Scannen im Nitteler Tunnel
Soll-Ist-Vergleich bereits vor Ort

Nitteler Tunnel

Detaillierte Erfassung des geometrischen Bestands des Tunnels und der Gleisanlagen.

Auftraggeber

DB ProjektBau GmbH

Gesamtprojekt

Die Strecke 3010 Koblenz – Perl bei der luxemburgischen Grenze wird seit 2004 mit 153 Einzelmaßnahmen saniert. Dies ist die Serienbaustelle Mosel.

Dicht bei der luxemburgischen Grenze liegt der 570 m lange Nitteler Tunnel. An der Innenschale des Tunnels steht teilweise der rohe Fels an, teils ist er mit Spritzbeton gesichert. Das Tunnelgewölbe ist großteils mit Ziegelsteinen gemauert. Insgesamt ist der Tunnel stark sanierungsbedürftig.

Unsere Leistungen

  • Dokumentieren der Tunnelinnenschale im Raster 0,5 m x 0,2 m.
  • Dokumentieren der Gleislage.
  • Darstellen der Abweichungen gegenüber einem Regelprofil.

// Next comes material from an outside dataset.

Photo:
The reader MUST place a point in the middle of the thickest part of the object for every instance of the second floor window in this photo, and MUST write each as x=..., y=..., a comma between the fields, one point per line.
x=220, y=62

Erstellen einer soliden Planungsgrundlage

Die DB ProjektBau GmbH hat die intermetric GmbH beauftragt, den geometrischen Bestand des Tunnels und der Gleisanlagen detailliert zu erfassen um eine solide Grundlage für weitere Planungen zu schaffen:

Im Stationsabstand von 0,5 m sollen Querprofile des Tunnels mit einem Punktabstand von 20 cm gemessen werden. Jedes zehnte Querprofil ist auf ein Regelprofil zu beziehen. Die Gleislage ist in den Mastfeldern in Lage und Höhe tachymetrisch und nivellitisch zu dokumentieren.

Solche Aufgabenstellungen werden von intermetric in zwei Durchgängen bearbeitet:

Schritt 1: Grundlagen

Im ersten Arbeitsgang wird das Regelprofil bestimmt, die Gleisvermarkung überprüft und teilweise erneuert.

Schritt 2: Gleisaufnahme und Tunnelscanning

Im zweiten Durchgang wird die Gleislage dokumentiert und parallel dazu die Tunneloberfläche mit dem Scansystem „intermetric Laser Profiler“ (iLP) im vorgegebenen Raster - hier 0,5 m x 0,2 m - abgescannt.

Intelligentes Scannen

Dabei wird der Scankopf in jedem Mastfeld aufgebaut und seine Position über eine freie Stationierung bestimmt. Nun kann die relative Lage der zu messenden Punkte zum Scanner exakt vorberechnet werden. Der Scanner vermisst die Tunneloberfläche genau im vorgegebenen Raster was die Datenflut bereits während der Messung genau auf das geforderte Maß begrenzt.

Das System iLP intermetric Laser Profiler zeigt Differenzen zwischen den gemessenen Koordinaten und dem Regelprofil sofort an. Damit können Abweichungen des Tunnels von der Sollgeometrie bereits vor Ort erkannt werden.

Auswertung mit intermetric GeoProfil

Die Messergebnisse werden mit dem Programmsystem „intermetric Geo Profil“ ausgewertet und grafisch dargestellt.

Präzise Darstellungen der Soll-Tunnelgeometrie im Vergleich zur aktuell gemessenen Ist-Geometrie lassen sich damit schnell erstellen.

Übergabe in die Lichtraumdatenbank LIRA der DB AG

intermetric GeoProfil bedient auf Bedarf aber auch die Schnittstelle der Lichtraumdatenbank LIRA der DB AG. So können die ermittelten Daten außerdem für Simulationszwecke beim Auftraggeber genutzt werden.